No, it wasn’t the very first scene but I wanted to make sure that people understood the trauma that this person had been living through for months. I have to remind people that it’s not like it’s only been a couple of days. The war has been over for months, and he has been stuck there in this plane, and watching the Discovery come in and out of the Mycelium network, and he’s trying to get someone’s attention to see him, for Stamets to see him since he’s the person who’s navigating them through that network.

Imagine the frustration of seeing the person that you love and them not seeing you, and not being able to help you. But at the same time, literally being eaten alive by a species that is doing their job. That’s what they’re supposed to be doing is recycling matter and creating life out of it, and part of that is breaking you down. And so they were trying to break me down.

It’s laid out in the episode but can you recap what exactly happened to Culber going into this network and getting him out of it?

Well, getting in there is tricky, too. It has to do with the fact that energy and matter cannot be destroyed or created. It continues to exist in some way, and so when we die, there is an energy, there is a part of us that still exists, and when Stamets finds me dead on the floor of the med bay, and kisses me, he takes in part of my DNA when he kisses that tear that’s running down my face when he kisses me, and that’s how I end up in the network.

In order to get me out of there, it’s not as easy as just walking out because I have been created in that network from material that exists only in the Mycelium network, and so in order for me to leave it, I have to be reborn. And so what we discover is that the only way to do that is to take my DNA and join it with material from this universe, and that would be the cocoon that May has left behind when she took Tilly into the Mycelium network.

I have to back up to the long, mess of a hair you have when we first see Culber. That wasn’t your hair, right?

It was not my hair but I had been growing it out. I was growing my beard out and my hair out and I did not go out in public except to go to the gym because I knew I was going to be naked, and go to work, and home. Those were the three places. I was like, “I’m not letting anybody see this.” But we did decide that we needed a wig because we needed to show more length, and then we actually added beard to my face.

How was it to shoot that first scene with Anthony?

It was intense because a lot of that scene is about the fact that I don’t really believe it’s him. I just think it’s a figment of my imagination and it’s not until he tells me that story that he remembers that day we had at the museum, and that I see him. Any time I get to work with Anthony, which is all the time, he and I have a really strong connection, and a lot of it is unspoken, and it’s just easy. You know, we get to just be really present and really honest with each other, and we really do love each other. He’s so supportive of me because I’m a neurotic mess sometimes [laughs] and he’s always strong and steady. We make a great team.

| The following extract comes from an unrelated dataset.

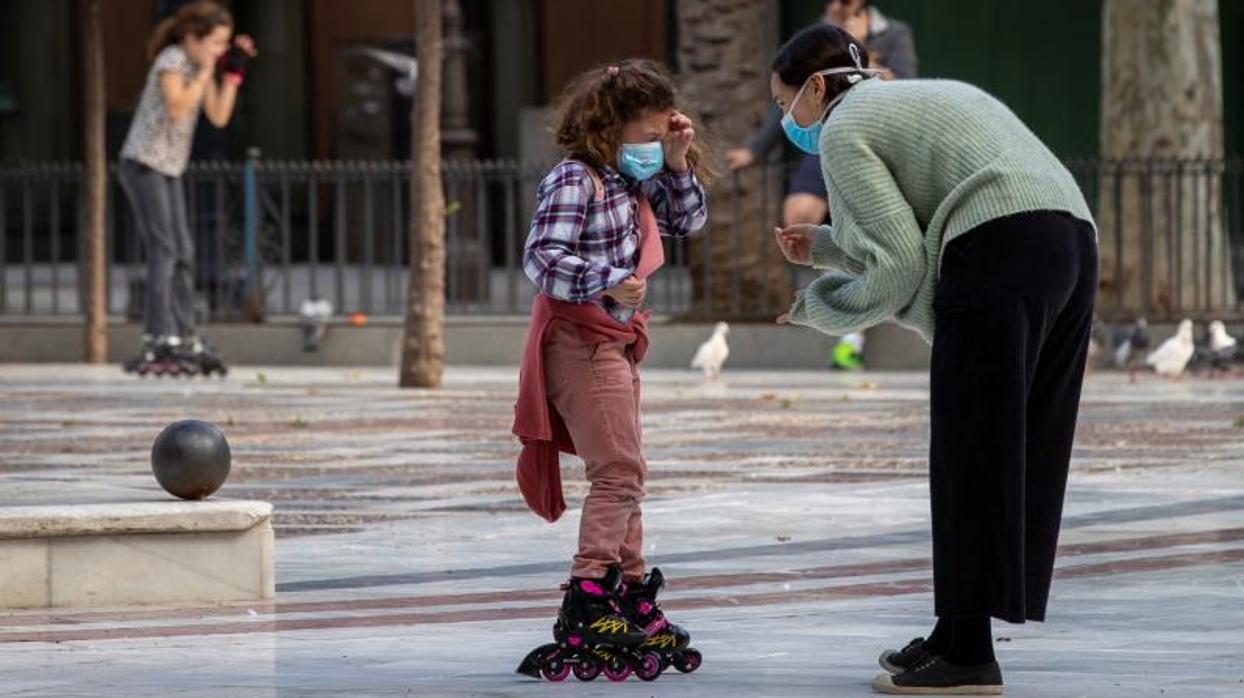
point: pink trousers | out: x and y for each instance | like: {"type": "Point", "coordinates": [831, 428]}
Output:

When you come through the cocoon, you’re naked. Do you know if yours is the first naked bum we’ve seen on Star Trek ever?

[laughs]  I don’t know. Maybe. I know this. When you see that scene, there’s Sonequa (Martin-Green, who plays Michael), Anthony, and Mary [Wiseman, who plays Tilly]. They’re standing there and I have my butt towards them. The very first time we did it, I had to disrobe, and I lie there, and Sonequa is in a position where she just sees everything. I just turn to her and I said, “Well, we family now.” And she was like, “Baby, it’s so beautiful. I love all of you.”

What I love is that they really captured that shock in the end, and it really sets us up for what happens to this person throughout the season. There are consequences and there are ramifications, and so I think we get a glimpse of that at the very end. There is no tidy bow. I think anybody who’s been through a trauma like that can’t just wake up and act as if everything is all right. This guy goes on a journey, and this show is called Discovery for a reason, and I need people to remember that. It’s not just the name of the show. And I’m also so glad we get to show them this on Valentine’s Day of all days.